Another Blow to Class Arbitration Waiver Provisions

The U.S. Court of Appeals for the Second Circuit dealt yet another blow to the enforceability of the increasingly common class arbitration waiver provision in its recent March 8, 2011 ruling in In re: American Express Merchants’ Litigation, No. 06-1871-cv.

A class arbitration waiver provision requires parties to the agreement to proceed with arbitration on an individual basis, rather than on a representative basis or a class basis. They are often paired with a mandatory arbitration provision requiring parties to arbitrate disputes with mediators rather than litigate them in court as in the agreement at issue in In re: American Express Merchants’ Litigation.

The “conundrum” this particular class arbitration waiver provision presented, as the Court explained, was “whether the mandatory class action waiver in the Card Acceptance Agreement is enforceable even if the plaintiffs are able to demonstrate that the practical effect of enforcement of the waiver would be to preclude their bring Sherman Act claims against Amex in either an individual or collective capacity.” Slip op. at 15.

Although the Court did not conclude that class action waivers in arbitration agreements are per se unenforceable or that they are per se unenforceable in the context of antitrust actions, it did find that this particular provision was unenforceable, largely affirming its earlier ruling in In re: American Express Merchants’ Litigation, 554 F.3d 300 (2009). The Court’s reasoning in its most recent ruling begins with the recognition that class action lawsuits are well-recognized by the Supreme Court as a vehicle for vindicating statutory rights, which is especially true when a large group of individuals has suffered an alleged wrong, but the damages due to any single individual or entity are too small to justify bringing an individual action.

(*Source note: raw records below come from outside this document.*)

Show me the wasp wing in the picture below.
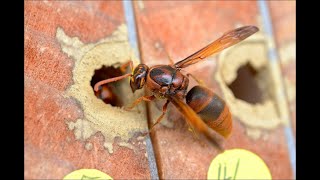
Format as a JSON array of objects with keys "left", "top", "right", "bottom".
[
  {"left": 168, "top": 96, "right": 223, "bottom": 151},
  {"left": 175, "top": 26, "right": 259, "bottom": 68}
]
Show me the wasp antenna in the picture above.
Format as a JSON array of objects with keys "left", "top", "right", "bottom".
[{"left": 94, "top": 73, "right": 132, "bottom": 91}]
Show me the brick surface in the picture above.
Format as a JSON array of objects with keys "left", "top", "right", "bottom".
[
  {"left": 24, "top": 1, "right": 295, "bottom": 179},
  {"left": 24, "top": 1, "right": 150, "bottom": 179},
  {"left": 135, "top": 1, "right": 293, "bottom": 179},
  {"left": 268, "top": 1, "right": 296, "bottom": 133}
]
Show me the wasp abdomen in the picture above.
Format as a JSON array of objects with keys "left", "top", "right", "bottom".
[{"left": 186, "top": 86, "right": 232, "bottom": 137}]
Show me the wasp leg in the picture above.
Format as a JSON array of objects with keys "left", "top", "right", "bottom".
[
  {"left": 187, "top": 73, "right": 206, "bottom": 87},
  {"left": 120, "top": 61, "right": 133, "bottom": 73},
  {"left": 124, "top": 95, "right": 156, "bottom": 110},
  {"left": 150, "top": 100, "right": 170, "bottom": 132}
]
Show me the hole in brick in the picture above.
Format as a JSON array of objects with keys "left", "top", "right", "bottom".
[
  {"left": 90, "top": 65, "right": 123, "bottom": 107},
  {"left": 228, "top": 63, "right": 268, "bottom": 104}
]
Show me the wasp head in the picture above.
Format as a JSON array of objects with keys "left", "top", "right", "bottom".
[{"left": 130, "top": 64, "right": 149, "bottom": 92}]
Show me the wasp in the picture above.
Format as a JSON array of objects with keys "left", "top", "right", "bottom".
[{"left": 94, "top": 26, "right": 259, "bottom": 150}]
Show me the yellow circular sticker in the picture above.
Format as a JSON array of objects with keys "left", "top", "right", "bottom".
[
  {"left": 207, "top": 149, "right": 272, "bottom": 180},
  {"left": 63, "top": 169, "right": 112, "bottom": 180}
]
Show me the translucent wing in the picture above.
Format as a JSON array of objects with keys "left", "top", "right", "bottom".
[
  {"left": 168, "top": 96, "right": 223, "bottom": 151},
  {"left": 175, "top": 26, "right": 259, "bottom": 68}
]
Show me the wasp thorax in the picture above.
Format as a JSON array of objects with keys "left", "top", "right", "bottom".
[{"left": 130, "top": 64, "right": 149, "bottom": 92}]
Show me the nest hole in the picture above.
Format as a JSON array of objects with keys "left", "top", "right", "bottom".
[
  {"left": 228, "top": 62, "right": 269, "bottom": 104},
  {"left": 90, "top": 65, "right": 124, "bottom": 107}
]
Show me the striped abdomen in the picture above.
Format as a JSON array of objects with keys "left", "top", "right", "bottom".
[{"left": 186, "top": 86, "right": 232, "bottom": 138}]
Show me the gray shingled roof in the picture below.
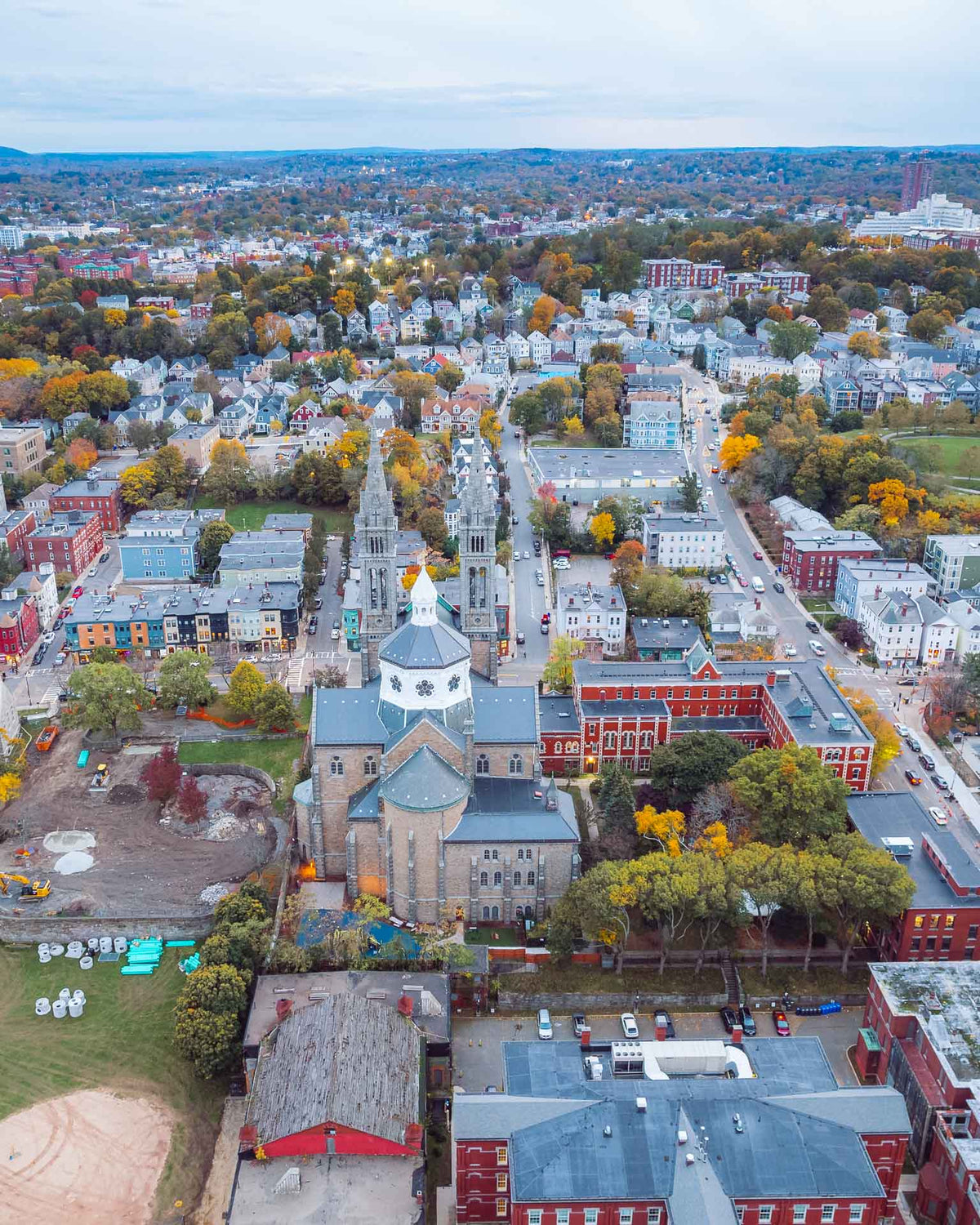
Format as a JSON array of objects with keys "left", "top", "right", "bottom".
[
  {"left": 446, "top": 776, "right": 578, "bottom": 843},
  {"left": 247, "top": 995, "right": 424, "bottom": 1144},
  {"left": 379, "top": 621, "right": 470, "bottom": 668},
  {"left": 379, "top": 745, "right": 470, "bottom": 813}
]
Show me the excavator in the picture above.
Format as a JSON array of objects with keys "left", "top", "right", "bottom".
[{"left": 0, "top": 872, "right": 51, "bottom": 902}]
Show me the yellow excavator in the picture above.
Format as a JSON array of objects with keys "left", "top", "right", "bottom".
[{"left": 0, "top": 872, "right": 51, "bottom": 902}]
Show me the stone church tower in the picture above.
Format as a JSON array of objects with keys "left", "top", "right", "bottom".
[
  {"left": 354, "top": 433, "right": 399, "bottom": 685},
  {"left": 460, "top": 421, "right": 497, "bottom": 685}
]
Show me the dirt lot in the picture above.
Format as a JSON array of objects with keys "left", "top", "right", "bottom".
[
  {"left": 0, "top": 1092, "right": 172, "bottom": 1225},
  {"left": 0, "top": 732, "right": 276, "bottom": 916}
]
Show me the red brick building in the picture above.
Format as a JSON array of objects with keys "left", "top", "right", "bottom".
[
  {"left": 848, "top": 791, "right": 980, "bottom": 962},
  {"left": 0, "top": 587, "right": 41, "bottom": 664},
  {"left": 644, "top": 259, "right": 725, "bottom": 289},
  {"left": 24, "top": 511, "right": 105, "bottom": 576},
  {"left": 854, "top": 962, "right": 980, "bottom": 1181},
  {"left": 541, "top": 644, "right": 874, "bottom": 791},
  {"left": 783, "top": 528, "right": 882, "bottom": 595},
  {"left": 49, "top": 477, "right": 122, "bottom": 532},
  {"left": 452, "top": 1036, "right": 909, "bottom": 1225}
]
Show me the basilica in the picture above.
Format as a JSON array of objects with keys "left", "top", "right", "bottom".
[{"left": 294, "top": 426, "right": 580, "bottom": 924}]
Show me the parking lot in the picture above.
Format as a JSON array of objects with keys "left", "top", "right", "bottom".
[{"left": 452, "top": 1009, "right": 864, "bottom": 1093}]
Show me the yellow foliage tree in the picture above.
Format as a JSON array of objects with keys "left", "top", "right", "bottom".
[
  {"left": 0, "top": 773, "right": 21, "bottom": 804},
  {"left": 0, "top": 358, "right": 41, "bottom": 382},
  {"left": 590, "top": 511, "right": 617, "bottom": 548},
  {"left": 480, "top": 408, "right": 502, "bottom": 451},
  {"left": 634, "top": 804, "right": 688, "bottom": 859},
  {"left": 840, "top": 685, "right": 902, "bottom": 778},
  {"left": 718, "top": 434, "right": 761, "bottom": 472}
]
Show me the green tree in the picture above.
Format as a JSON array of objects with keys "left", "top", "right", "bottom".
[
  {"left": 827, "top": 833, "right": 915, "bottom": 974},
  {"left": 174, "top": 1009, "right": 242, "bottom": 1080},
  {"left": 198, "top": 519, "right": 235, "bottom": 575},
  {"left": 225, "top": 659, "right": 266, "bottom": 719},
  {"left": 66, "top": 664, "right": 154, "bottom": 737},
  {"left": 727, "top": 842, "right": 795, "bottom": 979},
  {"left": 769, "top": 323, "right": 818, "bottom": 362},
  {"left": 644, "top": 732, "right": 749, "bottom": 808},
  {"left": 541, "top": 634, "right": 586, "bottom": 693},
  {"left": 729, "top": 745, "right": 849, "bottom": 847},
  {"left": 549, "top": 860, "right": 639, "bottom": 974},
  {"left": 251, "top": 674, "right": 296, "bottom": 734},
  {"left": 678, "top": 472, "right": 701, "bottom": 514},
  {"left": 157, "top": 651, "right": 215, "bottom": 710}
]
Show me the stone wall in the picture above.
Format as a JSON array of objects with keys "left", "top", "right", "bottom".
[
  {"left": 0, "top": 914, "right": 213, "bottom": 945},
  {"left": 497, "top": 990, "right": 728, "bottom": 1013}
]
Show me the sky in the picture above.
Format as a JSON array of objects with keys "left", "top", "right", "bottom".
[{"left": 0, "top": 0, "right": 980, "bottom": 154}]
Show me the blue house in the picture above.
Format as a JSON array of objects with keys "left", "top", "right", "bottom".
[{"left": 119, "top": 511, "right": 225, "bottom": 582}]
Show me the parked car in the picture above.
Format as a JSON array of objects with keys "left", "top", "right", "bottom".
[{"left": 620, "top": 1012, "right": 639, "bottom": 1038}]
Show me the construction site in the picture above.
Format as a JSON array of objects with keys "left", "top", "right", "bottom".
[{"left": 0, "top": 732, "right": 286, "bottom": 919}]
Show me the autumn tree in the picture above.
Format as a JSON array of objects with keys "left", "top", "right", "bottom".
[
  {"left": 541, "top": 634, "right": 586, "bottom": 693},
  {"left": 140, "top": 745, "right": 184, "bottom": 804}
]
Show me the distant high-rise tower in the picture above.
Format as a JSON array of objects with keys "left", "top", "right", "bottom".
[
  {"left": 902, "top": 157, "right": 933, "bottom": 212},
  {"left": 460, "top": 423, "right": 497, "bottom": 685},
  {"left": 354, "top": 433, "right": 399, "bottom": 684}
]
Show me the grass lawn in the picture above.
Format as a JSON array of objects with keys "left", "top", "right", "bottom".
[
  {"left": 194, "top": 497, "right": 353, "bottom": 534},
  {"left": 500, "top": 963, "right": 725, "bottom": 995},
  {"left": 178, "top": 737, "right": 305, "bottom": 806},
  {"left": 737, "top": 962, "right": 869, "bottom": 1000},
  {"left": 0, "top": 945, "right": 225, "bottom": 1217},
  {"left": 894, "top": 435, "right": 980, "bottom": 477}
]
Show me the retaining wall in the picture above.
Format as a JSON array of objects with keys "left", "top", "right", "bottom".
[
  {"left": 497, "top": 990, "right": 728, "bottom": 1012},
  {"left": 0, "top": 915, "right": 213, "bottom": 945},
  {"left": 184, "top": 762, "right": 276, "bottom": 795}
]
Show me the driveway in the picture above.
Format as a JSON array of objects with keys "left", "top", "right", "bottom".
[{"left": 452, "top": 1009, "right": 864, "bottom": 1093}]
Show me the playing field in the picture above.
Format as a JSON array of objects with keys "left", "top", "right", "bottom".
[{"left": 0, "top": 945, "right": 225, "bottom": 1225}]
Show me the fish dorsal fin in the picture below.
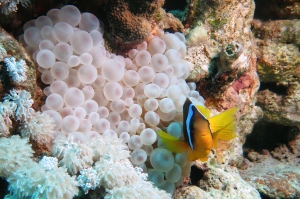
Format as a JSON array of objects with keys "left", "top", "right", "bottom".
[
  {"left": 195, "top": 105, "right": 211, "bottom": 118},
  {"left": 208, "top": 107, "right": 238, "bottom": 148},
  {"left": 156, "top": 129, "right": 190, "bottom": 153},
  {"left": 183, "top": 98, "right": 193, "bottom": 149},
  {"left": 185, "top": 104, "right": 194, "bottom": 150}
]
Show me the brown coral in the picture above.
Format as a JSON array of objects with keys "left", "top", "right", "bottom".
[{"left": 105, "top": 0, "right": 164, "bottom": 54}]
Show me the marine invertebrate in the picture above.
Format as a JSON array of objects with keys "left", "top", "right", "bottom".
[
  {"left": 3, "top": 57, "right": 27, "bottom": 84},
  {"left": 95, "top": 156, "right": 170, "bottom": 199},
  {"left": 20, "top": 112, "right": 55, "bottom": 144},
  {"left": 52, "top": 135, "right": 94, "bottom": 175},
  {"left": 105, "top": 0, "right": 164, "bottom": 54},
  {"left": 77, "top": 167, "right": 100, "bottom": 194},
  {"left": 3, "top": 90, "right": 33, "bottom": 121},
  {"left": 0, "top": 0, "right": 30, "bottom": 15},
  {"left": 0, "top": 135, "right": 34, "bottom": 178},
  {"left": 0, "top": 44, "right": 7, "bottom": 61},
  {"left": 19, "top": 2, "right": 198, "bottom": 193}
]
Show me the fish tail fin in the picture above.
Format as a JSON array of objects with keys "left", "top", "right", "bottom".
[
  {"left": 208, "top": 107, "right": 238, "bottom": 148},
  {"left": 156, "top": 129, "right": 190, "bottom": 153}
]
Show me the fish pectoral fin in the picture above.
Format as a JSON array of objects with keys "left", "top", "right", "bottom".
[
  {"left": 156, "top": 129, "right": 190, "bottom": 153},
  {"left": 195, "top": 105, "right": 211, "bottom": 119},
  {"left": 208, "top": 107, "right": 238, "bottom": 132},
  {"left": 188, "top": 150, "right": 207, "bottom": 162}
]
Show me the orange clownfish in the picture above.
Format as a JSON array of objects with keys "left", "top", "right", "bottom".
[{"left": 157, "top": 99, "right": 238, "bottom": 162}]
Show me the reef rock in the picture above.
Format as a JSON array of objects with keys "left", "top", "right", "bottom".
[
  {"left": 253, "top": 20, "right": 300, "bottom": 126},
  {"left": 174, "top": 159, "right": 260, "bottom": 199},
  {"left": 240, "top": 152, "right": 300, "bottom": 198},
  {"left": 179, "top": 0, "right": 262, "bottom": 165}
]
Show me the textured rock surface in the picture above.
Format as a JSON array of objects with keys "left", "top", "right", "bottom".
[
  {"left": 180, "top": 158, "right": 260, "bottom": 199},
  {"left": 240, "top": 152, "right": 300, "bottom": 198},
  {"left": 253, "top": 20, "right": 300, "bottom": 126},
  {"left": 104, "top": 0, "right": 164, "bottom": 54},
  {"left": 180, "top": 0, "right": 262, "bottom": 165},
  {"left": 257, "top": 83, "right": 300, "bottom": 126}
]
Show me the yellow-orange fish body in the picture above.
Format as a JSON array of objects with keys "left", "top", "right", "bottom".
[{"left": 157, "top": 99, "right": 237, "bottom": 161}]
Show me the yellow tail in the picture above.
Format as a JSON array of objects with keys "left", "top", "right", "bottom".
[{"left": 208, "top": 107, "right": 238, "bottom": 148}]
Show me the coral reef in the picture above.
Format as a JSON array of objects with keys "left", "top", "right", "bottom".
[
  {"left": 174, "top": 158, "right": 260, "bottom": 199},
  {"left": 0, "top": 0, "right": 300, "bottom": 199},
  {"left": 5, "top": 162, "right": 78, "bottom": 199},
  {"left": 20, "top": 112, "right": 54, "bottom": 144},
  {"left": 0, "top": 135, "right": 34, "bottom": 178},
  {"left": 0, "top": 27, "right": 43, "bottom": 109},
  {"left": 183, "top": 0, "right": 262, "bottom": 165},
  {"left": 104, "top": 0, "right": 164, "bottom": 54},
  {"left": 253, "top": 20, "right": 300, "bottom": 126},
  {"left": 240, "top": 152, "right": 300, "bottom": 198}
]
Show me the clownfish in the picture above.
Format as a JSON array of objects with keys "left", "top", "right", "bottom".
[{"left": 157, "top": 99, "right": 238, "bottom": 162}]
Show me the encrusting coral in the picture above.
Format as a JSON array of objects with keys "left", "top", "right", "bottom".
[{"left": 104, "top": 0, "right": 164, "bottom": 54}]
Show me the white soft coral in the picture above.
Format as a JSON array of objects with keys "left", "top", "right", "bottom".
[
  {"left": 5, "top": 158, "right": 78, "bottom": 199},
  {"left": 0, "top": 135, "right": 34, "bottom": 177},
  {"left": 21, "top": 112, "right": 55, "bottom": 144}
]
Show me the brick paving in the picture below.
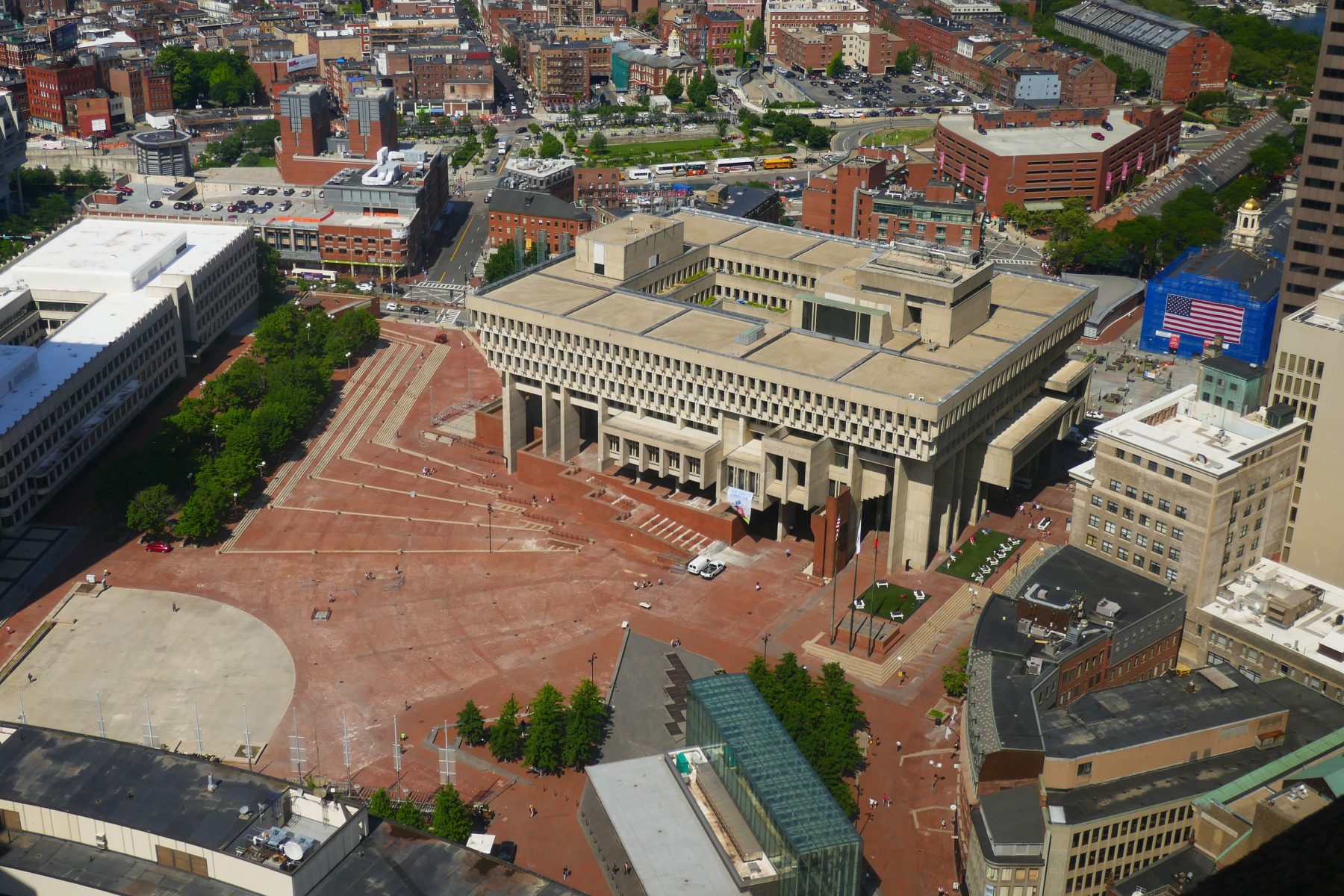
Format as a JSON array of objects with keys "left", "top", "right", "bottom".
[{"left": 0, "top": 323, "right": 1071, "bottom": 893}]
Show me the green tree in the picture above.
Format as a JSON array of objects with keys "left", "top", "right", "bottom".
[
  {"left": 942, "top": 647, "right": 971, "bottom": 697},
  {"left": 523, "top": 681, "right": 566, "bottom": 775},
  {"left": 126, "top": 482, "right": 178, "bottom": 535},
  {"left": 491, "top": 694, "right": 523, "bottom": 762},
  {"left": 457, "top": 699, "right": 485, "bottom": 744},
  {"left": 662, "top": 71, "right": 685, "bottom": 105},
  {"left": 747, "top": 19, "right": 765, "bottom": 57},
  {"left": 429, "top": 785, "right": 472, "bottom": 844},
  {"left": 393, "top": 799, "right": 425, "bottom": 830},
  {"left": 827, "top": 50, "right": 844, "bottom": 79},
  {"left": 368, "top": 787, "right": 396, "bottom": 818},
  {"left": 563, "top": 679, "right": 606, "bottom": 770},
  {"left": 536, "top": 131, "right": 564, "bottom": 158}
]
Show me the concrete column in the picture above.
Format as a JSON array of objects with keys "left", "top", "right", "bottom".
[
  {"left": 541, "top": 383, "right": 561, "bottom": 457},
  {"left": 561, "top": 387, "right": 579, "bottom": 461},
  {"left": 897, "top": 461, "right": 936, "bottom": 570},
  {"left": 501, "top": 373, "right": 527, "bottom": 473}
]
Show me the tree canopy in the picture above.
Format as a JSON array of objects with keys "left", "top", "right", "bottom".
[
  {"left": 155, "top": 44, "right": 266, "bottom": 109},
  {"left": 746, "top": 653, "right": 868, "bottom": 818}
]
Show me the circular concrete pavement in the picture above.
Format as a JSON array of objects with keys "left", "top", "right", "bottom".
[{"left": 0, "top": 587, "right": 294, "bottom": 760}]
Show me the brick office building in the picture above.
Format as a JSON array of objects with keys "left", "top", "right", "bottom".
[
  {"left": 1055, "top": 0, "right": 1233, "bottom": 102},
  {"left": 108, "top": 64, "right": 173, "bottom": 119},
  {"left": 489, "top": 190, "right": 593, "bottom": 255},
  {"left": 574, "top": 168, "right": 621, "bottom": 208},
  {"left": 934, "top": 105, "right": 1186, "bottom": 214},
  {"left": 23, "top": 62, "right": 98, "bottom": 136},
  {"left": 800, "top": 149, "right": 981, "bottom": 249},
  {"left": 776, "top": 24, "right": 910, "bottom": 74}
]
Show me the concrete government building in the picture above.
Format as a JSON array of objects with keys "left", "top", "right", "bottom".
[
  {"left": 467, "top": 211, "right": 1095, "bottom": 567},
  {"left": 0, "top": 219, "right": 257, "bottom": 529}
]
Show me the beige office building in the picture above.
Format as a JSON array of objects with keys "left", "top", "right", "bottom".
[
  {"left": 1269, "top": 284, "right": 1344, "bottom": 585},
  {"left": 1181, "top": 559, "right": 1344, "bottom": 703},
  {"left": 0, "top": 217, "right": 257, "bottom": 531},
  {"left": 467, "top": 211, "right": 1095, "bottom": 567},
  {"left": 1068, "top": 385, "right": 1307, "bottom": 599}
]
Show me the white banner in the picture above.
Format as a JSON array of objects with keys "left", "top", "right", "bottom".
[
  {"left": 729, "top": 485, "right": 756, "bottom": 523},
  {"left": 285, "top": 52, "right": 317, "bottom": 74}
]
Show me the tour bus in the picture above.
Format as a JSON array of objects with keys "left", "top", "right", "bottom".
[
  {"left": 289, "top": 267, "right": 336, "bottom": 284},
  {"left": 714, "top": 157, "right": 756, "bottom": 175}
]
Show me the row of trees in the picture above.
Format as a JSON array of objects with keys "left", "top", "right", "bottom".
[
  {"left": 94, "top": 246, "right": 378, "bottom": 540},
  {"left": 368, "top": 785, "right": 472, "bottom": 844},
  {"left": 155, "top": 46, "right": 266, "bottom": 109},
  {"left": 457, "top": 679, "right": 608, "bottom": 775},
  {"left": 196, "top": 118, "right": 279, "bottom": 168},
  {"left": 747, "top": 653, "right": 868, "bottom": 818}
]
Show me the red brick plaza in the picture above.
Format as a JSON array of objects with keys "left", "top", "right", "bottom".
[{"left": 0, "top": 323, "right": 1071, "bottom": 893}]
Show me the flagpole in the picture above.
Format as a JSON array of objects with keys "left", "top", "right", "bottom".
[{"left": 821, "top": 501, "right": 840, "bottom": 644}]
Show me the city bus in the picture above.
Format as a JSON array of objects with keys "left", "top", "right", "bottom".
[
  {"left": 714, "top": 157, "right": 756, "bottom": 175},
  {"left": 289, "top": 267, "right": 336, "bottom": 284}
]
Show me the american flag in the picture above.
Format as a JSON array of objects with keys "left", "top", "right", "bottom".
[{"left": 1163, "top": 293, "right": 1246, "bottom": 345}]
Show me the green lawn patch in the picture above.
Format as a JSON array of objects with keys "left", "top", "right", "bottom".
[
  {"left": 855, "top": 582, "right": 924, "bottom": 623},
  {"left": 863, "top": 128, "right": 933, "bottom": 146},
  {"left": 938, "top": 529, "right": 1021, "bottom": 582}
]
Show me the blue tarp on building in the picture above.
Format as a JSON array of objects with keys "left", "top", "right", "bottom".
[{"left": 1139, "top": 247, "right": 1282, "bottom": 364}]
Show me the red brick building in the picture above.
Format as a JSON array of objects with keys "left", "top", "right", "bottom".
[
  {"left": 765, "top": 0, "right": 874, "bottom": 52},
  {"left": 108, "top": 64, "right": 173, "bottom": 118},
  {"left": 489, "top": 190, "right": 593, "bottom": 254},
  {"left": 774, "top": 24, "right": 910, "bottom": 74},
  {"left": 23, "top": 62, "right": 98, "bottom": 137},
  {"left": 574, "top": 168, "right": 621, "bottom": 208},
  {"left": 1055, "top": 0, "right": 1233, "bottom": 102},
  {"left": 934, "top": 105, "right": 1186, "bottom": 214},
  {"left": 800, "top": 149, "right": 981, "bottom": 249}
]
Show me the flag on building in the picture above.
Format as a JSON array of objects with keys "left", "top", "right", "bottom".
[{"left": 1163, "top": 293, "right": 1246, "bottom": 345}]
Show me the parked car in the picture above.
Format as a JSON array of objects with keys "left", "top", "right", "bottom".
[{"left": 700, "top": 560, "right": 729, "bottom": 579}]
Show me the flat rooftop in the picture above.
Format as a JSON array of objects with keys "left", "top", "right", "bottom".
[
  {"left": 1095, "top": 385, "right": 1305, "bottom": 477},
  {"left": 586, "top": 753, "right": 738, "bottom": 896},
  {"left": 938, "top": 109, "right": 1141, "bottom": 156},
  {"left": 1040, "top": 666, "right": 1282, "bottom": 758},
  {"left": 480, "top": 210, "right": 1094, "bottom": 403},
  {"left": 1201, "top": 558, "right": 1344, "bottom": 674},
  {"left": 1047, "top": 676, "right": 1344, "bottom": 825}
]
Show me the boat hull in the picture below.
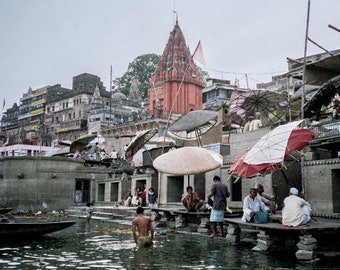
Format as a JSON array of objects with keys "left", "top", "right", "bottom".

Plaintiffs presented evidence that the cost of litigating their claims more than eclipsed the awards to which they would be entitled if they were successful, and the Court found that “Amex has brought no serious challenge to the plaintiffs’ demonstration that their claims cannot reasonably be pursued as individual actions, whether in federal court or in arbitration”. Slip op. at 20. As a result, the Court found that “enforcement of the class action waiver in the Card Acceptance Agreement flatly ensures that no small merchant may challenge American Express’s tying arrangements under the federal antitrust laws.” Id. The Court explained that “[e]radicating the private enforcement component from our antitrust law scheme cannot be what Congress intended when it included strong private enforcement mechanisms and incentives in the antitrust statues.” Id. “Thus,” the Court ultimately held, “as the class action waiver in this case precludes plaintiffs from enforcing their statutory rights, we find the arbitration provision unenforceable.” Id.